These ratings are obviously a little rough, for various reasons – Buffalo has played just 4 games and thoroughly dominated their MAC-only opponents in three of them, and since our LRMC model doesn't account for sample size, they appear to be far better than they likely are – but I think it is worth pointing out that the rest of the rankings are more than plausible, and what's more, this ratings system actually resolves instead of base SRS.

Further, this method is largely empirical – the only manual adjustment we've made is to our estimate of home field advantage; the rest of it has required no manual adjustments. Bill's conference-adjusted SRS values are likely closest to what the top 25 ratings will look like, but this method is more robust in that it works with relatively few manual adjustments from year-to-year given the oddity of the 2020 season. I think there are advantages and disadvantages to either approach, and you should weigh those before applying the rating technique of your choosing. Still, LRMC, in both normal times and odd, is a powerful, useful tool for estimating team strength, and worthy of consideration for use in rankings.

To view the notebook for this code, click here.


[1] Kolbush, J. and J. Sokol, "A logistic regression/Markov chain model for American college football", International Journal of Computer Science in Sport (2017), Vol. 16, Iss. 3, pp. 185-196

[2] If j has a common opponent winning percentage of 100% and i has a common opponent winning percentage of 0%, that difference is far less meaningful if j and i have just one game against a common opponent, and far more meaningful if j and i have 10+ combined games against common opponents.
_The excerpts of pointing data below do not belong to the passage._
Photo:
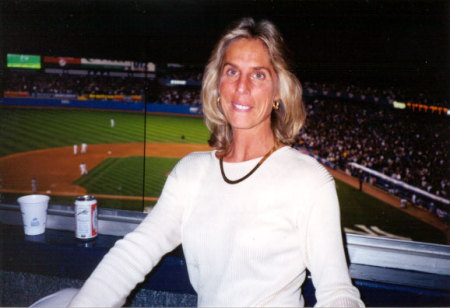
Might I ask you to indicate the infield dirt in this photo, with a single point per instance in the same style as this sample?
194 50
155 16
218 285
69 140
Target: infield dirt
56 169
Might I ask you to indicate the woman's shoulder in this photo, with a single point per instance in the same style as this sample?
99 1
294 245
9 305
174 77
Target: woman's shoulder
194 162
302 165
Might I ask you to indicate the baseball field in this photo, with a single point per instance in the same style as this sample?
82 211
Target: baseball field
128 156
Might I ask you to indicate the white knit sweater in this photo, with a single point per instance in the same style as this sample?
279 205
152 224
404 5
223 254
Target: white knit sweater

Weighing our regression reflects the amount of confidence we have in our estimate of rx relative to other samples.

[3] You might have noticed that we make no adjustments here for running up the score, as most SRS implementations do. Why is that? Due to the sigmoid curve of a logistic regression function, running up the score yields diminishing returns as far as LRMC's ratings go.

[4] This is a little different from our calculation of home field advantage from part one – in part one, we used home point differential to estimate road winning percentage for a given matchup (sx), then adjusted for home field advantage to find rx. But here, we fit home point differential on a location-neutral estimate of team strength, so there isn't an intermediate sx to deal with. In math terms, when sx = 50%, x / 2 = h, when rx = 50%, x = h. We use both of these steps in part one, but here we only need the second step.